2008 District of Columbia Democratic presidential primary
| Candidate | Barack Obama | Hillary Clinton |
| Home state | Illinois | New York |
| Delegate count | 12 | 3 |
| Popular vote | 93,386 | 29,470 |
| Percentage | 75.31% | 23.77% |
- Election results by ward Obama: 60–70% 70–80% 80–90%

= 2008 District of Columbia Democratic presidential primary =

The 2008 District of Columbia Democratic presidential primary took place on February 12, 2008, nicknamed the "Potomac Primary" because Maryland and Virginia, which border the Potomac River, also held Democratic primaries that day. Fifteen delegates were up for grabs in the District of Columbia Democratic Primary, including 10 delegates from the District of Columbia's municipal subdivisions (five delegates for Wards 1-4, and five delegates for Wards 5-8). An additional five delegates were awarded to the at-large winner, Barack Obama. These 15 delegates represented the District of Columbia at the Democratic National Convention in Denver, Colorado. A total of 24 unpledged delegates, known as superdelegates, also attended the convention and cast their votes as well.

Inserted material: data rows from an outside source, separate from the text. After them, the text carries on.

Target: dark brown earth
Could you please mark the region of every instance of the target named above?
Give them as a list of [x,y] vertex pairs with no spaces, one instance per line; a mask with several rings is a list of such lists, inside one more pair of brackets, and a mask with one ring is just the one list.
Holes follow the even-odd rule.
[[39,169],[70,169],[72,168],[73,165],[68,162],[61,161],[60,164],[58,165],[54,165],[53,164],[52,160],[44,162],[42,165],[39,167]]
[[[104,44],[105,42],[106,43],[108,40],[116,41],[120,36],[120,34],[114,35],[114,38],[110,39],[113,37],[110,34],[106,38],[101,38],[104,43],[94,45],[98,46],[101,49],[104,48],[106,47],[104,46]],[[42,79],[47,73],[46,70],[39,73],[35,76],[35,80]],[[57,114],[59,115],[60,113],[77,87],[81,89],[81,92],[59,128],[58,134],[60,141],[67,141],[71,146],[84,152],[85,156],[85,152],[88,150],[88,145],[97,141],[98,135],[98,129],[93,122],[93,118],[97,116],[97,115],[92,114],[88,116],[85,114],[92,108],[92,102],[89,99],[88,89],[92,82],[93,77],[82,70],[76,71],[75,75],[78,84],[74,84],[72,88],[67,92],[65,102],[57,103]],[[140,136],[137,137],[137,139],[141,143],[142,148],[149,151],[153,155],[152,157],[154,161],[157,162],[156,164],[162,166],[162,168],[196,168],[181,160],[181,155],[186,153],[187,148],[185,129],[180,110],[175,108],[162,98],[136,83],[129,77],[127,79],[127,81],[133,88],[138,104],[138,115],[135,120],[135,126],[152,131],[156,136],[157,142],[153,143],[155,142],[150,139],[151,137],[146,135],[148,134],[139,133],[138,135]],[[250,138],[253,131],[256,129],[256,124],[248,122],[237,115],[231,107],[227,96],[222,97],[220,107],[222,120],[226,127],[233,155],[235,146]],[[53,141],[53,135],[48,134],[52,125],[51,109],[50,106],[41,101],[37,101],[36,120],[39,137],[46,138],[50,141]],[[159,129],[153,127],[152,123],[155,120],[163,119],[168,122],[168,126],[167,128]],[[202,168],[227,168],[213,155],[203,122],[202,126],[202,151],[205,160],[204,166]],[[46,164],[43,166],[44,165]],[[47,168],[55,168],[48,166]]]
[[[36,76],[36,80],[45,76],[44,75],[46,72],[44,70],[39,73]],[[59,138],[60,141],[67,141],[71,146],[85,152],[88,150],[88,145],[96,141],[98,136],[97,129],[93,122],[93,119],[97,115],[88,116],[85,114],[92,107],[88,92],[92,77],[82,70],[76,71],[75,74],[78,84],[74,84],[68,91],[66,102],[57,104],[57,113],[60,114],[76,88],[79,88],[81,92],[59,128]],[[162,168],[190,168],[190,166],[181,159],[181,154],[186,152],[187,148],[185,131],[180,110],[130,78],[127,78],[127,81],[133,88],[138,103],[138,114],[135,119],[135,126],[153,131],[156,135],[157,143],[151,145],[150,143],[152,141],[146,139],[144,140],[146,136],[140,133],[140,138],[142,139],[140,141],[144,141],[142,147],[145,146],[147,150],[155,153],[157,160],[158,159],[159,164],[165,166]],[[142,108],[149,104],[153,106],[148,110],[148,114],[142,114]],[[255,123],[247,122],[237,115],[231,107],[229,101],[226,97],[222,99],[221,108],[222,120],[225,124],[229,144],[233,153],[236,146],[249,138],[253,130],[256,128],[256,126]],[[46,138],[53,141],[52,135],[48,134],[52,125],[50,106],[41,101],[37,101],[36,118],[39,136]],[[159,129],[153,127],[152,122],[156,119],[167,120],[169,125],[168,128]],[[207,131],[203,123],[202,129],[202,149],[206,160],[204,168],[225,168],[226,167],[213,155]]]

Barack Obama received the endorsements of Mayor Adrian Fenty and former Mayor Marion Barry (both African Americans), while he and Hillary Clinton were both endorsed by various members on the District of Columbia City Council. Barack Obama won the District of Columbia, as he did the other Potomac contests that day. He earned 12 pledged delegates to Clinton's 3.

==Results==

2008 District of Columbia Democratic Presidential Primary Results
| Party |  | Candidate | Votes | Percentage | Delegates |
|  | Democratic | Barack Obama | 93,386 | 75.31% | 12 |
|  | Democratic | Hillary Clinton | 29,470 | 23.77% | 3 |
|  | Democratic | John Edwards | 347 | 0.28% | 0 |
|  | Democratic | Uncommitted | 339 | 0.27% | 0 |
|  | Democratic | Dennis Kucinich | 193 | 0.16% | 0 |
|  | Democratic | Bill Richardson | 145 | 0.12% | 0 |
|  | Democratic | Write-ins | 114 | 0.09% | 0 |
| Totals |  |  | 123,994 | 100.00% | 15 |
| Voter turnout |  |  | % |  | — |

==Analysis==
The District of Columbia is a city with a strong population of African Americans, a voting bloc that consistently backed Barack Obama nationwide. The District also includes highly educated upper-middle class professionals who tend to be relatively progressive, another segment of the population that often backed Obama.